George Lucas Educational Foundation
Professional Learning

Common Core Big Idea 5: Consider Meaningful Assessment

December 7, 2012
Image credit: iStockphoto

Editor's note: This is the fifth post in a five-part series which takes a look at five big ideas for implementation of the Common Core State Standards, authored by Jay McTighe and Grant Wiggins.

A prevalent misconception about standards in general is that they simply specify learning goals to be achieved. A more complete and accurate conception, in line with the colloquial meaning of the term, recognizes that standards also refer to the desired qualities of student work and the degree of rigor that must be assessed and achieved.

Think about what we mean when we talk about “high standards” in athletics, music or business: we refer to the quality of outcomes, not the inputs. We ask if work is up to standard, not whether we “covered” such standards as teachers. In this sense, the standards are at their core a set of criteria for building and testing local assessment. They tell where we must look and what we must look for to determine if student work is up to standard. Such information is crucial to guide local assessments and insure that these are validly anchored against national standards.

Ironically (and unfortunately), this important point is not made in the main body of the ELA Common Core Standards but in Appendix B and C. These Appendices are arguably the most important sections of the ELA Standards because there the authors describe the degree of text difficulty that students must be able to handle, the features that need to be evident in student writing, and the kinds of performance tasks that will provide the needed evidence. Accompanying samples of scored work illustrate the qualities of performance that must be attained to meet the Standards.

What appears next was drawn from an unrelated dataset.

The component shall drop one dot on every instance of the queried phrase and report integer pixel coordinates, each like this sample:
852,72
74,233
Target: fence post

This performance-based conception of standards lies at the heart of what is needed to translate the Common Core into a robust curriculum and assessment system. The curriculum and related instruction must be designed backward from an analysis of standards-based assessments; i.e., worthy performance tasks anchored by rigorous rubrics and annotated work samples. We predict that the alternative -- a curriculum mapped in a typical scope and sequence based on grade-level content specifications -- will encourage a curriculum of disconnected “coverage” and make it more likely that people will simply retrofit the new language to the old way of doing business.

Thus, our proposal reflects the essence of backward design: Conceptualize and construct the curriculum back from sophisticated “cornerstone” tasks, reflecting the performances that the Common Core Standards demand of graduates. Indeed, the whole point of Anchor Standards in ELA and the Practices in Mathematics is to establish the genres of performance (e.g., argumentation in writing and speaking, and solving problems set in real-world contexts) that must recur across the grades in order to develop the capacities needed for success in higher education and the workplace.

Our recommendation to construct curriculum around assessments may lead to a related misunderstanding; i.e., that we need to assess each grade-level Standard in isolation, one by one. We think that this view is due in part to the layout of grade-level Standards and to the look and feel of traditional standardized tests, in which very discrete objectives are the subject of most test items. This confuses means and ends; it conflates the “drill” with the “game.” The authors of the Common Core Standards wisely anticipated this misconception and they caution against it: “While the Standards delineate specific expectations in reading, writing, speaking, listening, and language, each standard need not be a separate focus for instruction and assessment. Often, several standards can be addressed by a single rich task. (ELA Standards, p. 5).”

In sum, moving from standards to curriculum requires careful reading and thoughtful interpretation to avoid the predictable misunderstandings noted above, while building the curriculum backward from worthy tasks offers the pathway to the performances envisioned by the Common Core.